Ben’s eyes went to the publication on the table. “Haven’t you already read it?”
“Of course I haven’t read it! Why would I have read it?” Moira asked, her nostrils flaring in disgust, outrage, or possibly both. She sniffed loudly. “No bloody point reading it on my own, is there?” she asked. “It’s our thing.”
Ben paused with the kettle halfway to the first cup. “Do you know, I’ve never thought of it like that before,” he said, then he looked back over his shoulder and smiled. “But aye, I suppose it is.”
When Tyler had moved out of Uniform and into plain clothes, he’d been led to believe that there was a lot less running involved. This, in his experience, had not turned out to be the case.
He seemed to spend a lot of his time running. He ran after things—fleeing suspects, stray sheep, that sort of thing. He ran away from things, too—dogs, mostly, although also that steam train that one time.
It was getting to the stage that he thought he should probably just wear trainers to work. Ideally quite a cheap pair, too, given that much of his running took place through mud and wet bracken.

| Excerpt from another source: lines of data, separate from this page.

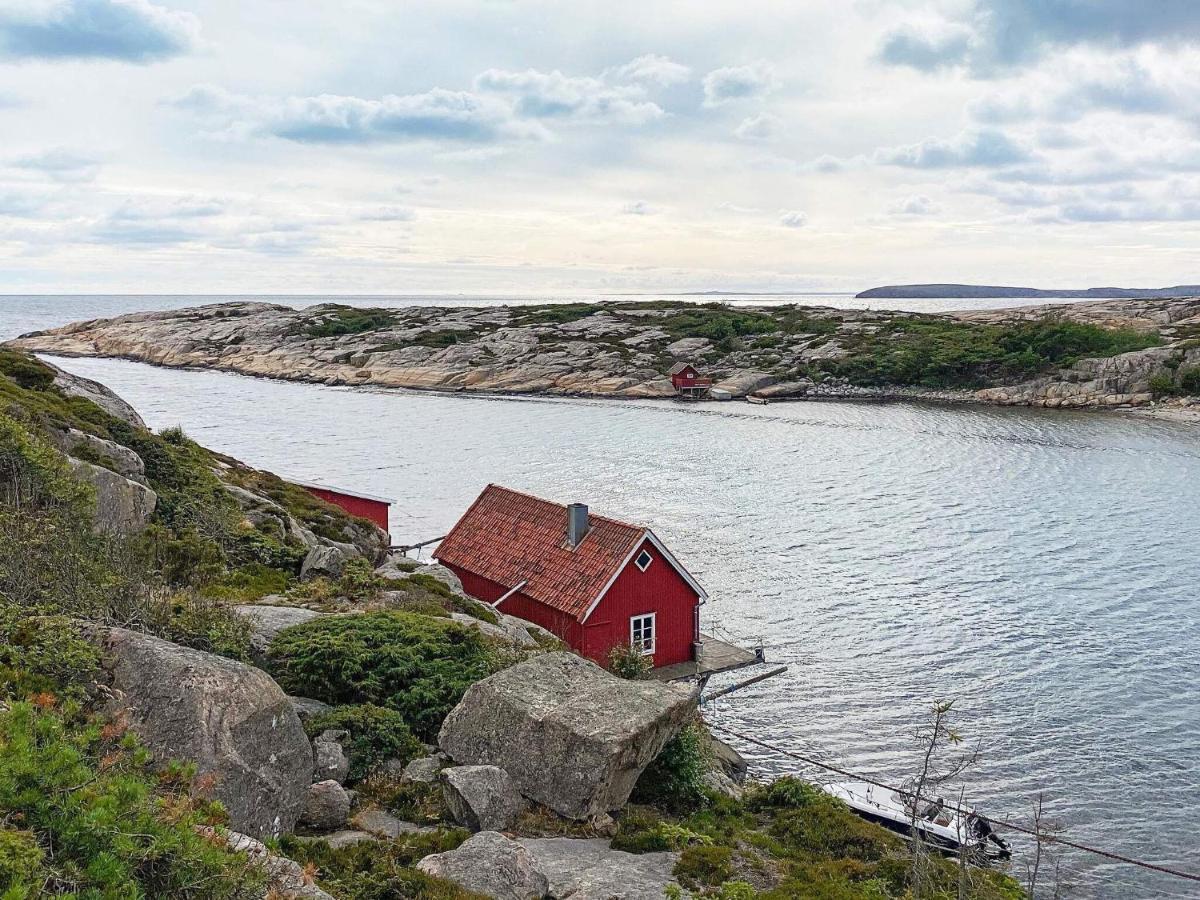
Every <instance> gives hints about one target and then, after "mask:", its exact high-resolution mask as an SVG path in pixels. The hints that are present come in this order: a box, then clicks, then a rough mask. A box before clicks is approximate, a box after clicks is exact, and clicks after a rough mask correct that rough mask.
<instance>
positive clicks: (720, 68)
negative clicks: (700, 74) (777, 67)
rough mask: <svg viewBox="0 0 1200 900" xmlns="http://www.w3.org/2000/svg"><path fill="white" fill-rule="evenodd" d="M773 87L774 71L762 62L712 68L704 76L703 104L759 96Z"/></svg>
mask: <svg viewBox="0 0 1200 900" xmlns="http://www.w3.org/2000/svg"><path fill="white" fill-rule="evenodd" d="M775 88H776V82H775V77H774V73H773V72H772V70H770V67H769V66H767V65H764V64H762V62H756V64H754V65H750V66H728V67H725V68H714V70H713V71H712V72H709V73H708V74H707V76H704V106H707V107H715V106H720V104H721V103H728V102H732V101H737V100H749V98H752V97H761V96H763V95H766V94H769V92H770V91H773V90H775Z"/></svg>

He’d hoped that after his big operation, running duties might be passed on to someone else. Hamza, maybe. He was a handful of years older, but he still had a turn of speed about him when he wanted to.
But no. Sergeants didn’t run, apparently. Not unless it was absolutely necessary, and even then, not without complaining about it.

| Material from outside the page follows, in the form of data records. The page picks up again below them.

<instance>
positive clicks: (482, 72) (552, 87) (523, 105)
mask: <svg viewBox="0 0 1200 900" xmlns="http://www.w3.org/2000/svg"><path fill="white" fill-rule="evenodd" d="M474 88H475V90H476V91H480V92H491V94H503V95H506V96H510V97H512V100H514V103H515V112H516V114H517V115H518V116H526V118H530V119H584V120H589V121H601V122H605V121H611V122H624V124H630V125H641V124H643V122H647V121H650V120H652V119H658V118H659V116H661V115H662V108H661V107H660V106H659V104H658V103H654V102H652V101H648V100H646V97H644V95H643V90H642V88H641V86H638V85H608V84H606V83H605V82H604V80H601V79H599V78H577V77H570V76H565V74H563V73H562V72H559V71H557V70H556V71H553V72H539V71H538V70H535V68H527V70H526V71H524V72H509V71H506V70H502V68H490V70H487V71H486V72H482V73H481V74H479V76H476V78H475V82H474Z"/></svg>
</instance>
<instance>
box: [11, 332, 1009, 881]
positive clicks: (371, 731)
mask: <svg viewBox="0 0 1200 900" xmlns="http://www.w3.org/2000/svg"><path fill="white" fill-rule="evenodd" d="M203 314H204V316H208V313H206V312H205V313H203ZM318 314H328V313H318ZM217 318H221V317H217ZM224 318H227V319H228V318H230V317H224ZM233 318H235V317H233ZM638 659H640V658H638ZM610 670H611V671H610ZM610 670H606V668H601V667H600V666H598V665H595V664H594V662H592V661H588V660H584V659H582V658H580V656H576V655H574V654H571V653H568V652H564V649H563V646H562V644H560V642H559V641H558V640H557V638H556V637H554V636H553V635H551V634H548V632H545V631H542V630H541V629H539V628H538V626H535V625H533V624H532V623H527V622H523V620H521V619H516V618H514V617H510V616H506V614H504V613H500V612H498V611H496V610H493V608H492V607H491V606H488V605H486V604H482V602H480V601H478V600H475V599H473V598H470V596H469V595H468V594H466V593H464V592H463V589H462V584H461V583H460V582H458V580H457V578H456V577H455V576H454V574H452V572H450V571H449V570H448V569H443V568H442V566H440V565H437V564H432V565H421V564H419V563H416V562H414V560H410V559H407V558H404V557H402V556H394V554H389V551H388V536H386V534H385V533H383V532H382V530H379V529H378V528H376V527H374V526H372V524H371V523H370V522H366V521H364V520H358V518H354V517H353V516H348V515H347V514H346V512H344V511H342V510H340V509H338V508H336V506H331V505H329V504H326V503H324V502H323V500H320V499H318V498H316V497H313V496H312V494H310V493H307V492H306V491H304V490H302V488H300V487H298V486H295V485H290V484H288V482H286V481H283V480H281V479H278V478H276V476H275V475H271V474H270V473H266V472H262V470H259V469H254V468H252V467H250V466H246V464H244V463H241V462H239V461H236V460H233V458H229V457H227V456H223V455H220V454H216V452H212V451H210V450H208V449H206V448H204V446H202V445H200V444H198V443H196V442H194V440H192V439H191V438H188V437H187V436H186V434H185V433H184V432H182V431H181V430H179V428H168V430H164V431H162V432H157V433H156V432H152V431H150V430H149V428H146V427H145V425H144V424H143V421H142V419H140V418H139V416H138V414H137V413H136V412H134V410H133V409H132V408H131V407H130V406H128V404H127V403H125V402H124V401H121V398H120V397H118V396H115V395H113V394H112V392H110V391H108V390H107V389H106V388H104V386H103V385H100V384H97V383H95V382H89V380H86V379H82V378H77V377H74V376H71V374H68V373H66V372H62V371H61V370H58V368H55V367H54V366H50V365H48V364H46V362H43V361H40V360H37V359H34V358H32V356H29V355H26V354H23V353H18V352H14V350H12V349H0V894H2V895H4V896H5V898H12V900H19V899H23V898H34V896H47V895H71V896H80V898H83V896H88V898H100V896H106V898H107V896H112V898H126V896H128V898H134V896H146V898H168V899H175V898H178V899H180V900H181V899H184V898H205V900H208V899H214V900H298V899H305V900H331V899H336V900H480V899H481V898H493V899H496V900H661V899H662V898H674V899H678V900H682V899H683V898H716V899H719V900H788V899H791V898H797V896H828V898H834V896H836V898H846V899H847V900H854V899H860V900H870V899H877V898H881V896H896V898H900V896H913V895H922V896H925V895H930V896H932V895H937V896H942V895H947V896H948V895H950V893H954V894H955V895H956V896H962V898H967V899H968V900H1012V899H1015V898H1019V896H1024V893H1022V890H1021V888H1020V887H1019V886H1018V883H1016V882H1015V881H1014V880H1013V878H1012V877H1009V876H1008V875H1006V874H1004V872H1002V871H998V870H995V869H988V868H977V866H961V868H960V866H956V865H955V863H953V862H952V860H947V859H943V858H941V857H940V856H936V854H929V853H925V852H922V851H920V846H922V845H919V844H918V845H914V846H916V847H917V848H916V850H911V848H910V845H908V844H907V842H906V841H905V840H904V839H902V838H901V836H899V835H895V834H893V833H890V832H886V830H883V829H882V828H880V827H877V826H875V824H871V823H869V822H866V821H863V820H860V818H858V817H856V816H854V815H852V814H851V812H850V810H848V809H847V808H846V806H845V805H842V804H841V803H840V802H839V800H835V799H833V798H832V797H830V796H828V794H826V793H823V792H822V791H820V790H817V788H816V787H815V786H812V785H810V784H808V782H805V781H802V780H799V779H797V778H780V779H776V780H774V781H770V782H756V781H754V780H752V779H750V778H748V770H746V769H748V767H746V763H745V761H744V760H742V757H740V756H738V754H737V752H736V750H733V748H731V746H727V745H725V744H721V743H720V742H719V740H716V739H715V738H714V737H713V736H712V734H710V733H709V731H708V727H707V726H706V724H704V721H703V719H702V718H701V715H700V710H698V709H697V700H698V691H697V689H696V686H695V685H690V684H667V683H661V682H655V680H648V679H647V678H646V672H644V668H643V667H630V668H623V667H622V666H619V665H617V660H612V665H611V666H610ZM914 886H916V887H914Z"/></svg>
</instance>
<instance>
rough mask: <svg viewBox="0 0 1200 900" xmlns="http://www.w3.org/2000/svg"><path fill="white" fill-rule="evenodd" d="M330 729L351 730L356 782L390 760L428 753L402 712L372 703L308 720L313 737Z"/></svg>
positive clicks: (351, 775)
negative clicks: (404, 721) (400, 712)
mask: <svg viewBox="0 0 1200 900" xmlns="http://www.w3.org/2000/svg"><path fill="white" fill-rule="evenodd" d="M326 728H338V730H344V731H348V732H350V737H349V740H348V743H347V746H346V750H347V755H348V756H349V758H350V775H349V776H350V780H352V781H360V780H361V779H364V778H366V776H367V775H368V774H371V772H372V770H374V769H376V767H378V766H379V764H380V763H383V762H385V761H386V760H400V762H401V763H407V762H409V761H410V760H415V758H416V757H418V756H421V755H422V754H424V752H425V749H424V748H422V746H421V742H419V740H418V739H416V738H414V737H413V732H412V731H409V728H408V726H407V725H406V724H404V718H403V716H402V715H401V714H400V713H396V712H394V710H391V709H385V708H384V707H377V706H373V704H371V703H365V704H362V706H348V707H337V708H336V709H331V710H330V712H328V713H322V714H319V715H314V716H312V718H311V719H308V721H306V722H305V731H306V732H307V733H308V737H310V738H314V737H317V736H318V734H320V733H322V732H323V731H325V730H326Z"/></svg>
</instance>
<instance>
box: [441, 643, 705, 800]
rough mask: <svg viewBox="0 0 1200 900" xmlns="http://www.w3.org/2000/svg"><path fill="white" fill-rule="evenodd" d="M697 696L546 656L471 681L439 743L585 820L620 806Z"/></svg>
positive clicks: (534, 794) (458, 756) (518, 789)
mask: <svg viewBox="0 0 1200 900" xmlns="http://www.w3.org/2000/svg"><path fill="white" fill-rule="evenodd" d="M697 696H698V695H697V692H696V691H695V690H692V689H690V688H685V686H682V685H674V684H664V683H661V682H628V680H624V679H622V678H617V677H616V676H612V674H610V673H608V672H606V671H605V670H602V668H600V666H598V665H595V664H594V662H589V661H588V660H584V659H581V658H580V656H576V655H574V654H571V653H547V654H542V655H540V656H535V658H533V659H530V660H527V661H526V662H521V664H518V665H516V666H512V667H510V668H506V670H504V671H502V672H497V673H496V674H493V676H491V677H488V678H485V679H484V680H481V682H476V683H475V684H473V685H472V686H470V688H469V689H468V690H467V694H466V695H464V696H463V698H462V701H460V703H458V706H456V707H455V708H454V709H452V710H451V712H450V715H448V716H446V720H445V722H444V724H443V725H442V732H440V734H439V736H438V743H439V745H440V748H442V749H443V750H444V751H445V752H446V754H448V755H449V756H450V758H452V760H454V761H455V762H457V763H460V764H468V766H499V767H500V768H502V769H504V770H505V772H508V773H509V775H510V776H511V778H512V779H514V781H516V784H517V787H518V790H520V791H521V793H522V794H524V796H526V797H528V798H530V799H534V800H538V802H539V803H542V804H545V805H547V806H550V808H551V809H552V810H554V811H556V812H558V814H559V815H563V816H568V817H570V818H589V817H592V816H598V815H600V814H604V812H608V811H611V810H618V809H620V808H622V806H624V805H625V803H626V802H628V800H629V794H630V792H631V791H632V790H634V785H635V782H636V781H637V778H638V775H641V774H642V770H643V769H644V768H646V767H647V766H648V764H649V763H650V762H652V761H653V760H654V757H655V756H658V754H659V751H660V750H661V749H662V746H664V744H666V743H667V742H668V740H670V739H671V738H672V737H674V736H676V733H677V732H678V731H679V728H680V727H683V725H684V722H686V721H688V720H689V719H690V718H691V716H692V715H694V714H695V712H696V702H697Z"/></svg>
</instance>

No, Tyler knew his place. He was the youngest, he was the fittest, and he was at the bottom of the ladder. If there was running to be done, and he was anywhere in the vicinity, he was the bugger that was going to end up doing it.
Like here. Now. Today.
Running was not in any way unusual. Running while dressed as Dinny the Drink-Driving Squirrel, on the other hand, was not something he had ever expected to be called on to do.